PERSISTENCIA
Inocencia, idea natural del hombre
Como mecanismo de defensa en contra del sentimiento de culpa (que la sociedad nos inculca desde la infancia, a fin de que cumplamos de manera satisfactoria con ella, olvidándonos un poco de nosotros mismos) surge, en el humano, la idea de su inocencia y como dice Camus “Todos somos casos excepcionales. ¡Todos queremos apelar a algo!” Y para mantener incólume nuestro narcisismo, que en última instancia trata de defender la integridad de nuestro agredido yo, nos declaramos no solamente inocentes, sino víctimas infelices de las circunstancias atroces que nos han llevado a cometer tal o cual desacato. Y entonces vienen las reclamaciones y apelamos iracundos porque se nos haga justicia y se castigue despiadadamente a aquéllos que sentimos nos han hecho daño.

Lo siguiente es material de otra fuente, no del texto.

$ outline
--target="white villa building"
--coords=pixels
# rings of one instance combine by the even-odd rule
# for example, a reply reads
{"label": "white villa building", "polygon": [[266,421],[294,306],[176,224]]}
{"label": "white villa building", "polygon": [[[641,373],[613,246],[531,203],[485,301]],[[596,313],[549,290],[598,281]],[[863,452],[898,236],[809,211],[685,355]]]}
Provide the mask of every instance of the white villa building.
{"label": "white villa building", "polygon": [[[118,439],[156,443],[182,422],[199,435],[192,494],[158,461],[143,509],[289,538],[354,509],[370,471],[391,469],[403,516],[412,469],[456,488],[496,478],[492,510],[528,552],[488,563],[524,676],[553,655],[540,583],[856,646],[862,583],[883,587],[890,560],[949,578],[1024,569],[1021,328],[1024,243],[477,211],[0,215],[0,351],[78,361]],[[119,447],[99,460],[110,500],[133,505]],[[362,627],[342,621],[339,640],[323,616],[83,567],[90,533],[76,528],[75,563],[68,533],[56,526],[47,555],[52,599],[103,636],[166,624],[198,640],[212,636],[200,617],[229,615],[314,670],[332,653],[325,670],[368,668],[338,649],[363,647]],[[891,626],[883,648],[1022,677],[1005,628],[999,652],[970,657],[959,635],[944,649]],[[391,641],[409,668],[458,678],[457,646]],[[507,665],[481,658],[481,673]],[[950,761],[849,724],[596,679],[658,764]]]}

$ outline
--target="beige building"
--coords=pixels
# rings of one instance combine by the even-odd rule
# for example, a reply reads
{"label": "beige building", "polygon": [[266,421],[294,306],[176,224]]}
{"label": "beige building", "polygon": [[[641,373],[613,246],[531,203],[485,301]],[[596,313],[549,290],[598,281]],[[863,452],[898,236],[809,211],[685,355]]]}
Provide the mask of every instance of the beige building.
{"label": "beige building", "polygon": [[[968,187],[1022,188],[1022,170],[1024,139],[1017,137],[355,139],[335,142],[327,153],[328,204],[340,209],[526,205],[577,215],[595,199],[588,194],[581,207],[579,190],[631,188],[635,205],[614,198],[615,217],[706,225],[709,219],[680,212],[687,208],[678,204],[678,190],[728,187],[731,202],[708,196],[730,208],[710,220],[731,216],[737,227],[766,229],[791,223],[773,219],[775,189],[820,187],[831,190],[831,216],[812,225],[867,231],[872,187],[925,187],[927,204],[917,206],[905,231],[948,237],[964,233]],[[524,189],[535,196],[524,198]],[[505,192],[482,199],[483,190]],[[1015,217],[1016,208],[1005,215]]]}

No es, por ello, extraño escuchar en las nefastas cárceles hechas especialmente para los desposeídos, exclamaciones como las que nos expone Camus en La caída: “Mi caso es excepcional. ¡Soy inocente!” También fuera de ellas, cuando se nos acusa de alguna fechoría y el juez sigue los mandatos de una élite social soberbia y despiadada que por haberse apoderado de los bienes terrenales, se siente con derechos inapelables y despotrica a su antojo.
La cólera que sentimos contra esa clase omnipotente (a la cual ansiamos pertenecer puesto que se ve siempre libre de acusaciones simplemente porque, como afirma Camus, “la riqueza” la “sustrae al juicio inmediato”, separándola “de las multitudes del subterráneo…” en este caso más físico que espiritual, pero que, por lo mismo, cobra una fuerza espiritual imponderable) es tan inmensa, que hace que nos sintamos libres de toda posible culpa, achacándole todos nuestros males a ese grupo social dueño no sólo de la tierra y del pan, sino de las leyes imperantes.
Luego, no solamente nos sentimos inocentes, sino víctimas infelices que si hemos llegado a incurrir en maldad alguna, no es porque nuestra naturaleza conflictiva nos haya impulsado a ello, sino por las circunstancias adversas, de las cuales son responsables única y exclusivamente los poderosos, que jamás nosotros, a quienes tratamos de redimir de toda culpa o responsabilidad.
Entre otras necesidades, la idea de nuestra inocencia que preserva nuestro amor propio, nos induce, en este mundo, a procurar “ser ricos. ¿Por qué? ¿Se lo pregunto usted? Por el poder que la riqueza tiene, desde luego…” que viene siendo “la concesión de la libertad provisional…”
Lo que nos lleva a pensar que los bienes materiales —en múltiples, si no en todas las circunstancias— conllevan los bienes espirituales.
A través de la historia de la humanidad notamos, sin necesidad de muchos estudios e indagaciones, que se castiga con implacable tenacidad a los asesinos desposeídos, más que a los asesinos dueños de las riquezas y, por tanto, del mando. Éstos últimos, muy de vez en vez, caen bajo la inclemencia de la guillotina, de la horca, o de los fusiles.
La idea de la inocencia se encuentra, sin embargo, en todos los humanos: poseedores o desposeídos. Unos porque la riqueza los protege de todo enjuiciamiento; otros, porque se sienten víctimas infaustas de una sociedad que ampara a unos pocos y desampara a los demás.
Con todo, tan inocente unos como otros, o tan culpables. La naturaleza humana trabaja del mismo modo en ambos bandos, aunque se dulcifique cuando sus imperiosas necesidades han sido clamadas y se amargue cuando dichas necesidades se han relegado a la infamia.
Nadie como los escritores para develar el alma humana, para hurgarla inmisericordes. Y aunque trate de engañarse en su vida, no pueden realizar tal traición en su obra. Así, Camus, a través de su conflictivo personaje de La caída, nos confiesa: “Lo cierto es que, después de largos estudios hechos sobre mí mismo, vine a descubrir la duplicidad profunda de la criatura humana.